Barbour Continues To Move From The Hawk's Nest, Urges Cautious Approach To Libya

Barbour Continues To Move From The Hawk's Nest, Urges Cautious Approach To Libya

Mississippi Governor and potential presidential aspirant Haley Barbour (R) made news Tuesday when he publicly expressed skepticism over the United States' continuing military intervention in Afghanistan. In a speech at a Scott County GOP event in Iowa, Barbour wondered aloud, "What is our mission? How many al Qaeda are in Afghanistan? ... Is that a 100,000-man Army mission?"

Let's add to that the fact that Barbour is urging a cautious approach to the conflict in Libya, as well. Here's Andy Kroll at Mother Jones:

In a Tuesday speech in which he ripped Obama's economic policies, Barbour also advocated for a more realistic, less reactionary response to the bloody crisis in Libya, where the military forces of Libyan dictator Muammar Qaddafi are violently quelling a popular uprising: "I think we need to be cautious about being quick on the trigger." Barbour went on:

"The idea of nation-building, in my opinion, is something we need to be very, very, very careful about. I don't think it's our mission to make Libya look like Luxembourg...At the end of the day, we might have some role in Libya but it should not be to send American troops in there and knock heads and make Libya what we would like Libya to look like. Because it, no offense, is not ever going to look like what we'd like it."

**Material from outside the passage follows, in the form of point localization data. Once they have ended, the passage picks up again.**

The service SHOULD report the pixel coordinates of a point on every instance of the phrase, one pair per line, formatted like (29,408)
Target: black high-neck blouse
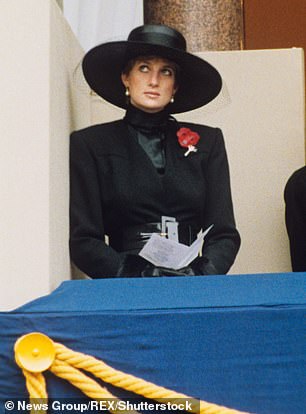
(149,131)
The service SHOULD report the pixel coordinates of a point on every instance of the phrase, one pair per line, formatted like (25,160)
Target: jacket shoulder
(98,129)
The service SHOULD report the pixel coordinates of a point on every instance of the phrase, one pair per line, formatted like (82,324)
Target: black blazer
(113,185)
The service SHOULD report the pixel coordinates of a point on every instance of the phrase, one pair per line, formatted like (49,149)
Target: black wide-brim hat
(199,81)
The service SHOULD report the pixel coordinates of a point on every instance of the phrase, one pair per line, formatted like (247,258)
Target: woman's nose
(154,79)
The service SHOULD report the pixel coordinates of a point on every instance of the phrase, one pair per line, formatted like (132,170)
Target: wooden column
(206,24)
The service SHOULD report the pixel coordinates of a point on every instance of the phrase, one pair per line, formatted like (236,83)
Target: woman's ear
(124,79)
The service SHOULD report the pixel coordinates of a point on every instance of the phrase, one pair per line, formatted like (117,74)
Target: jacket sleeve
(88,249)
(223,241)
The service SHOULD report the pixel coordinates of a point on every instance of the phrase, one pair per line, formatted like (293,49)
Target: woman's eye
(167,72)
(143,68)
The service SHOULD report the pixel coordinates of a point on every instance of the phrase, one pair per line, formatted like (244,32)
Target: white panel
(38,56)
(24,116)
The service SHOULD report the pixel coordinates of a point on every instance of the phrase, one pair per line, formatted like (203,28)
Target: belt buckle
(169,228)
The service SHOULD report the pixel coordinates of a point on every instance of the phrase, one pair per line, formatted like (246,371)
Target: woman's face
(151,83)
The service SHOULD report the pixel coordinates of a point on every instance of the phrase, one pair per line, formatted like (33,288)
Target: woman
(129,175)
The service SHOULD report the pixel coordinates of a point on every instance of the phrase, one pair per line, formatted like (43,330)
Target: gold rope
(68,363)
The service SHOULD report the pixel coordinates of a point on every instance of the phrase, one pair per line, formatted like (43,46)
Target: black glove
(201,266)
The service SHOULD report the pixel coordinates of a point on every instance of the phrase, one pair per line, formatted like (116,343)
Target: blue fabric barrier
(237,341)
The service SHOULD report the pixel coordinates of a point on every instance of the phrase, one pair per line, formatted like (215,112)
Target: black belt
(132,239)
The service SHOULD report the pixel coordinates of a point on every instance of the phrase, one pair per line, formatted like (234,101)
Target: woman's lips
(152,94)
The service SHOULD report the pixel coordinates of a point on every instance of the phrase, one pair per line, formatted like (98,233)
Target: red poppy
(187,138)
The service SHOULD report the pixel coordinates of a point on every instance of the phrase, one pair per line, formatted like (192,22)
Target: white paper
(163,252)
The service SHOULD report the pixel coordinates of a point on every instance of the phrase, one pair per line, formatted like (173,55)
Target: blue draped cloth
(237,341)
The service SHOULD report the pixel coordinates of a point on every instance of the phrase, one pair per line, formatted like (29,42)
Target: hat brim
(102,66)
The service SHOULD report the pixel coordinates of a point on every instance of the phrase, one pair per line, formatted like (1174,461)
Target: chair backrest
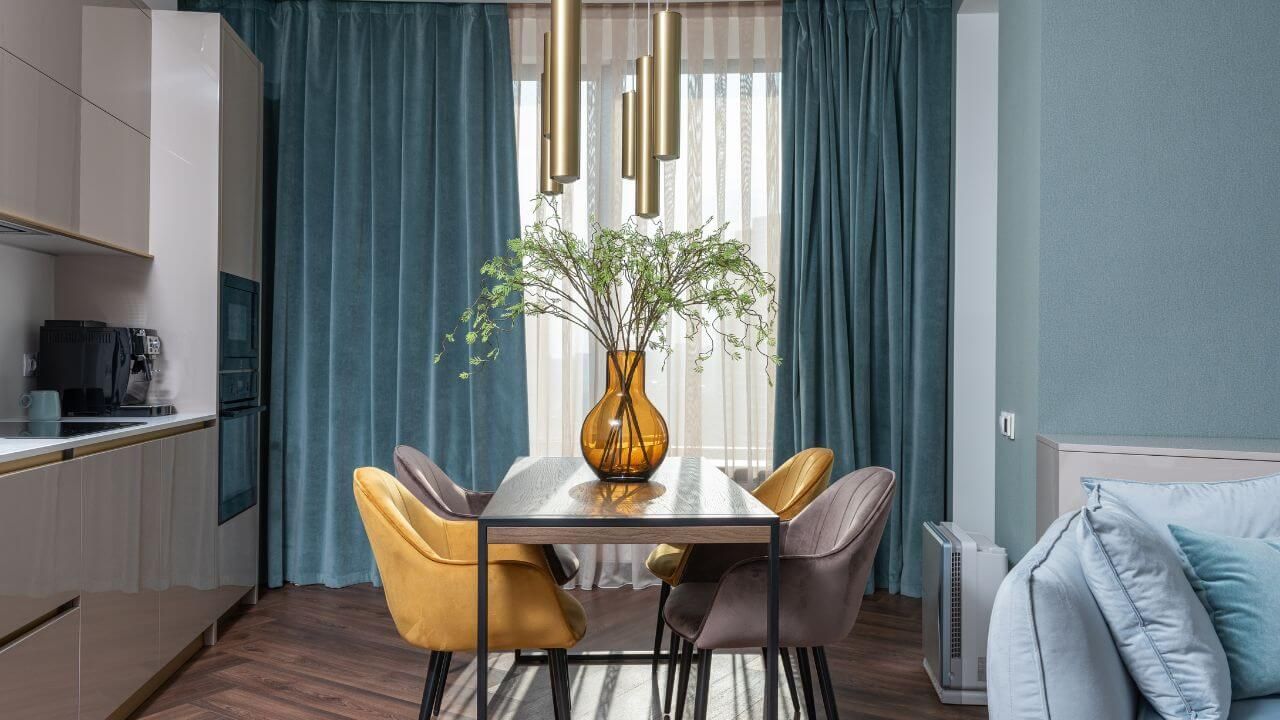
(798,482)
(432,486)
(844,528)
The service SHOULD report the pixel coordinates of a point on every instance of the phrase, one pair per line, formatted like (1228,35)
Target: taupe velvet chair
(827,555)
(434,488)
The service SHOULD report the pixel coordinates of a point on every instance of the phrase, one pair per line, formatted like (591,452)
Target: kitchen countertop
(12,450)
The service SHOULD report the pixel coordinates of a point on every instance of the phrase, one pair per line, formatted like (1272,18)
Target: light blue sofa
(1050,652)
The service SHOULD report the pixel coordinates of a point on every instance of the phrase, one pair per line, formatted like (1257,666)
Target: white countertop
(1232,449)
(28,447)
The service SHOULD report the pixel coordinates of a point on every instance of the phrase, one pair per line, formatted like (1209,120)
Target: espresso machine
(100,370)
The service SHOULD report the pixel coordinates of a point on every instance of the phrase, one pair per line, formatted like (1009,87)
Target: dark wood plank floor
(325,654)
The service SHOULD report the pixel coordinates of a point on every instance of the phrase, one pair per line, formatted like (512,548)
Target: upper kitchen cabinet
(74,124)
(99,49)
(241,159)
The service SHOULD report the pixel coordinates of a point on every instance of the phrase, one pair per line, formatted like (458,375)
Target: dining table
(686,500)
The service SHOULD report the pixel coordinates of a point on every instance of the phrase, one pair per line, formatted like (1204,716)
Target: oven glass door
(238,461)
(238,318)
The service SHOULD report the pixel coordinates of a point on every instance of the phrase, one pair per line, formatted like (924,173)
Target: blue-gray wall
(1018,269)
(1157,204)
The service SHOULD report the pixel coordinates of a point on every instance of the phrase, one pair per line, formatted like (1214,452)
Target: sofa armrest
(1050,655)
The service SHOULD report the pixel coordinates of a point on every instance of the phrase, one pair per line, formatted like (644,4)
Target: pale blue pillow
(1239,582)
(1162,632)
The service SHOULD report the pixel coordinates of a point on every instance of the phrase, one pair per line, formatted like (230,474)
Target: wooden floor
(315,652)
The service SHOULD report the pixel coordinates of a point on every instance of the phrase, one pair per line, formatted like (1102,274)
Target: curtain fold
(865,251)
(728,169)
(391,178)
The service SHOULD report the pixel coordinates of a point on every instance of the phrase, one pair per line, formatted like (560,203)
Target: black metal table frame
(771,668)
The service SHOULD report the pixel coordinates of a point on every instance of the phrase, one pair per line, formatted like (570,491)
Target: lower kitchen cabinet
(120,598)
(39,671)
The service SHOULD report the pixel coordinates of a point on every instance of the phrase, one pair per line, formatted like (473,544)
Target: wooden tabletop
(685,492)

Ben Smith noted yesterday that Barbour's comments on Afghanistan were "a major moment in the nascent Republican presidential primary." I can't endorse that observation enough: the past few months have mainly been paced by would-be candidates tacking around the edges of the primary -- staffing up, offering platitudes, dithering with their ultimate decisions -- and Barbour has just stepped to the fore and started the season's first substantive conversation. There was a moment earlier this week where Barbour looked like he might have only marked this week's news cycle with some terrible jokes that a campaign staffer made about the Japan tsunami. Not anymore.

Time's Joe Klein remarked Tuesday: "When Barbour decides that Afghanistan is a loser, you can bet that more than a few Republicans are heading that way--and that means interesting times for the trigger-happy neoconservatives who have dominated Republican foreign policy thinking in recent years." Barbour's lack of appetite for a hot approach to Libya definitively pushes him further from the madding neocon crowd, who've largely been a-bellow with their typical "Do something!" demands over Libya.

We'll wait and see if Barbour arrives at the realization that the war in Afghanistan is not, as many seem to believe, "deficit-neutral."